Screams of agony and tortured moans echoed through Jonestown as the dying lay on the ground, writhing with unspeakable pain. Seeing his follower’s experiencing such a torturous death, Jones decided that he, himself, would die quicker and with less pain.
When authorities, who had been alerted by the few survivors who managed to escape the massacre and run off into the jungle, arrived at Jonestown, they were appalled by the already decaying bodies. Many of the dead were contorted in agony. Only Jones seemed to be at peace. He had been felled in his green throne with a bullet to the brain.
The final body count reached 912 but this did not include those who escaped into the jungle but succumbed to the deadly snakes, scorpions, quicksand and whatever other dangers the remote area offered. The count also didn’t include those in Congressman Ryan’s party who were murdered at the airfield. The bodies at Jonestown were found lying in piles as high as 30 deep and were so badly decomposed from the brutal heat that they were falling apart by the time that Guyanese authorities arrived at the compound. Many of the soldiers and policemen, who witnessed death on an almost daily basis, retched and vomited when they saw the carnage.

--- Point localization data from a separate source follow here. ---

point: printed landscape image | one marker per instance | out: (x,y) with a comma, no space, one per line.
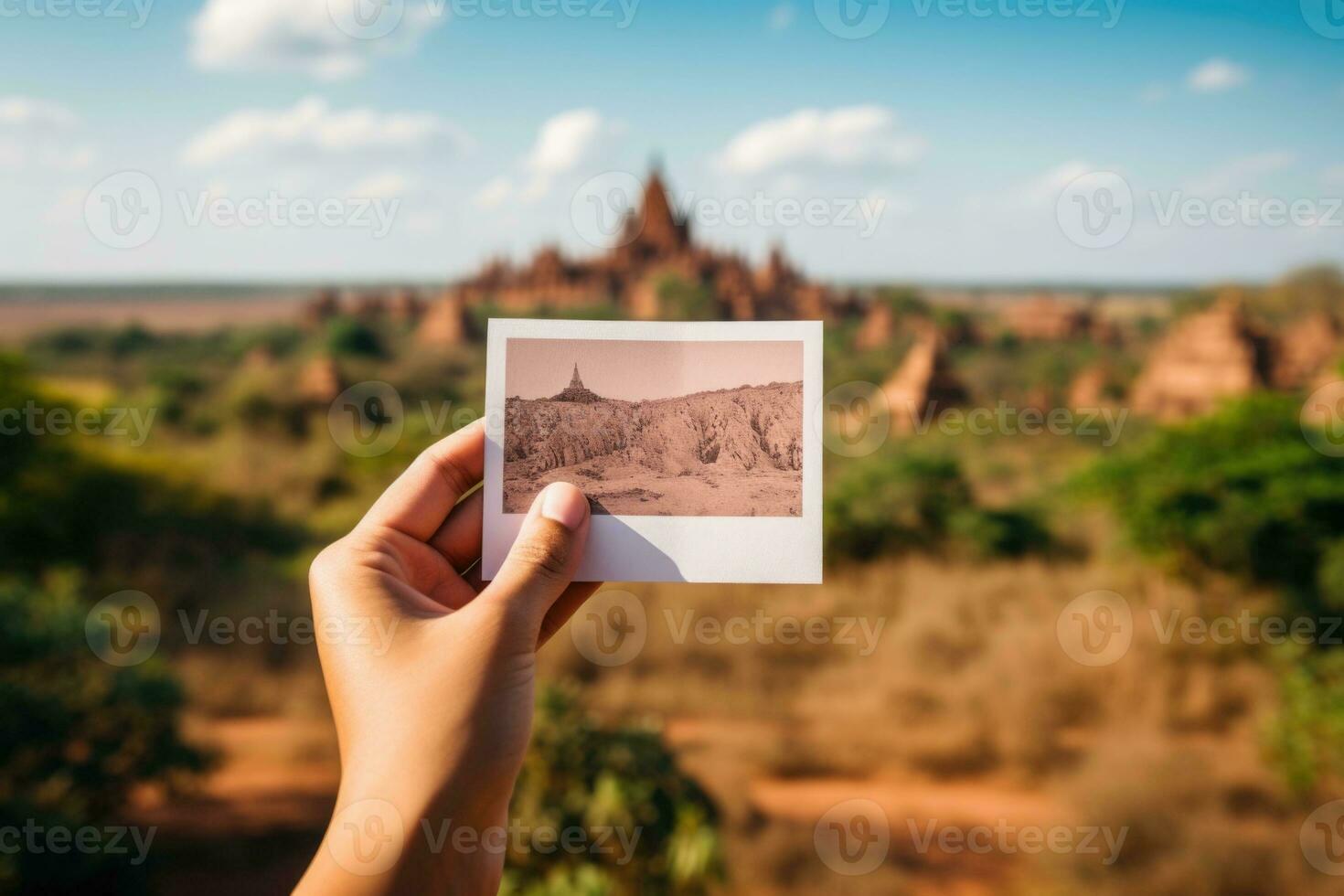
(656,427)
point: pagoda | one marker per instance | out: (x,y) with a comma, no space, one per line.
(575,391)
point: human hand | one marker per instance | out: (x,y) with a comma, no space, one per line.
(433,716)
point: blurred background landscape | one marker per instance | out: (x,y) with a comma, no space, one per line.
(1081,278)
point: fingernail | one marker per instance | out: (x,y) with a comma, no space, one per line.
(565,504)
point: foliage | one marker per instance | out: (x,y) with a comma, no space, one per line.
(894,503)
(1306,738)
(76,736)
(348,336)
(1240,492)
(580,775)
(682,300)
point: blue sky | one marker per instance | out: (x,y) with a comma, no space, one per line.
(960,126)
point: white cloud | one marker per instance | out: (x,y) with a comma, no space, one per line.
(40,133)
(388,185)
(1217,76)
(25,112)
(847,137)
(314,126)
(494,194)
(1047,187)
(563,144)
(296,35)
(1240,174)
(781,16)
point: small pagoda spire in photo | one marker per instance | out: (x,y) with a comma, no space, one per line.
(575,391)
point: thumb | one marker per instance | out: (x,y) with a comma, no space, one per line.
(543,559)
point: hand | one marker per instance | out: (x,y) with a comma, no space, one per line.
(431,676)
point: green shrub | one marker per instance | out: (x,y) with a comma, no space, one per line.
(76,736)
(1306,738)
(580,775)
(1240,492)
(347,336)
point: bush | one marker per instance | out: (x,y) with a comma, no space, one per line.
(347,336)
(1306,738)
(578,775)
(1240,492)
(76,736)
(892,503)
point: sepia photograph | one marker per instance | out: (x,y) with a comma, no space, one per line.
(656,427)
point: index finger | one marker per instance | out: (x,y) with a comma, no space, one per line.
(420,500)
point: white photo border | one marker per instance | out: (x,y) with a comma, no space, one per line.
(669,549)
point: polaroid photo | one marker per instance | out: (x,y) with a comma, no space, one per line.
(699,445)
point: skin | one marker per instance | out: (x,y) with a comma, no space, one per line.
(434,720)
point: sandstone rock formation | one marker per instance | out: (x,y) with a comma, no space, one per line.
(1047,318)
(320,380)
(878,328)
(731,452)
(1304,349)
(923,380)
(1204,359)
(443,324)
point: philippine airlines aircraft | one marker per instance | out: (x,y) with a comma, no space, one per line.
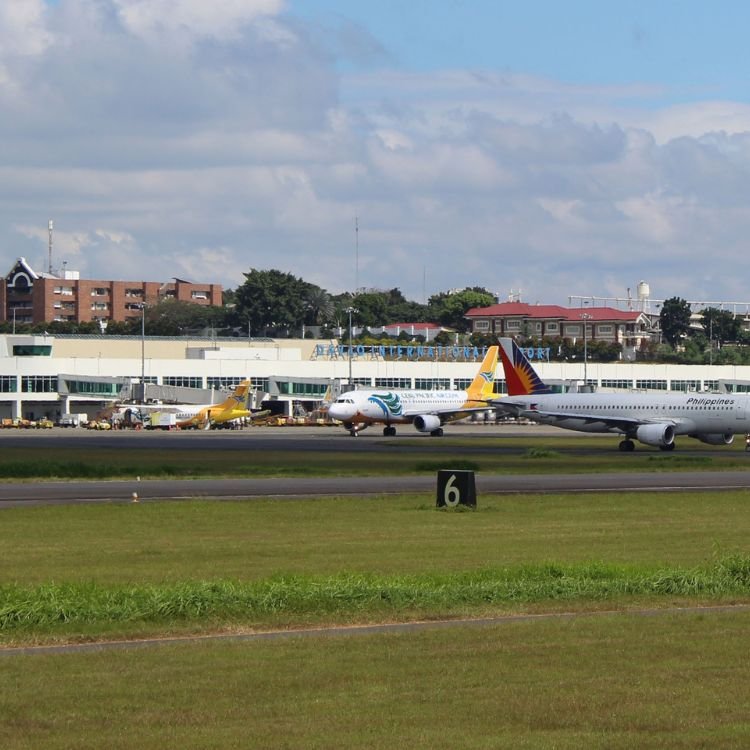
(426,410)
(204,416)
(651,418)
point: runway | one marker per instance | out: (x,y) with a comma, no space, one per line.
(331,440)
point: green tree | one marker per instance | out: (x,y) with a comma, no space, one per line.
(272,302)
(675,320)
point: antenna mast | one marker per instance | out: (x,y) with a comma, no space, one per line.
(50,226)
(356,254)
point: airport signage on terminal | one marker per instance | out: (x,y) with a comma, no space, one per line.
(393,351)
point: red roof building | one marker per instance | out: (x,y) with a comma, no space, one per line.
(626,327)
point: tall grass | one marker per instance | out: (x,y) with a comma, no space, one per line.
(29,607)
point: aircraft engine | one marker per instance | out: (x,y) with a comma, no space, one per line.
(656,434)
(714,438)
(426,422)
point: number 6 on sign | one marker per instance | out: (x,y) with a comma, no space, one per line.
(455,488)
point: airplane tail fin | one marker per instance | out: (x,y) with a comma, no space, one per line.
(482,388)
(238,399)
(520,376)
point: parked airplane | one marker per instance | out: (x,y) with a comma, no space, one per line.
(426,410)
(200,416)
(651,418)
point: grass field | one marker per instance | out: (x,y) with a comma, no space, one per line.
(598,680)
(496,455)
(680,681)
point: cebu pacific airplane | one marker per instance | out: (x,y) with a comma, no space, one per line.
(426,410)
(204,416)
(651,418)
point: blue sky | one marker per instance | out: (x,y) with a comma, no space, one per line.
(691,49)
(557,148)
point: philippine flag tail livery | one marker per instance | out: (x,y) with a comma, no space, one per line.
(482,388)
(520,376)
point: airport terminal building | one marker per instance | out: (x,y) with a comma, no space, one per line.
(47,376)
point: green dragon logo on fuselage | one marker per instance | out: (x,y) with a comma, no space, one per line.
(389,402)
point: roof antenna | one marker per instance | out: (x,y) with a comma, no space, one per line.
(50,226)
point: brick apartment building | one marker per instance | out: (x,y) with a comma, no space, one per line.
(28,296)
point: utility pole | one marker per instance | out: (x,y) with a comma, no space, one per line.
(350,310)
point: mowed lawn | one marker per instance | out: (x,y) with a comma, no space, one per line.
(611,681)
(251,540)
(598,680)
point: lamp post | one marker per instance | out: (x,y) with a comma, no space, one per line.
(350,310)
(585,317)
(143,352)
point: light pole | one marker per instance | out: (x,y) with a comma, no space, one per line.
(585,317)
(350,310)
(143,352)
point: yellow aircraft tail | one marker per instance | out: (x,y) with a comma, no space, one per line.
(238,399)
(482,388)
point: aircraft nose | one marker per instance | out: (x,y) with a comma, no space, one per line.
(342,412)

Even after the corpses were taken away by body removal teams with gas masks from the U.S. Army, the stench of death remained in the air at Jonestown. Jones’ bloodstains around his green throne and podium remained, no matter how much effort was expended to remove them. As perplexing at these bloodstains turned out to be, the authorities were even more baffled by the discovery of the gun that had killed Jim Jones. The weapon was found in a building some distance away from the spot where the cult leader was killed.
Did Jones succumb to cowardice when it came his turn to die? Did he admonish his followers to “die with dignity” and then fail to do so himself? There seems to be no way that Jones could have committed suicide, placed the gun where it was found and then return to his throne, where the body was discovered --- and yet somehow, it happened.
To this day, the terrible events at Jonestown remain shrouded with mystery and also linger as a horrific example of the evil that some men do.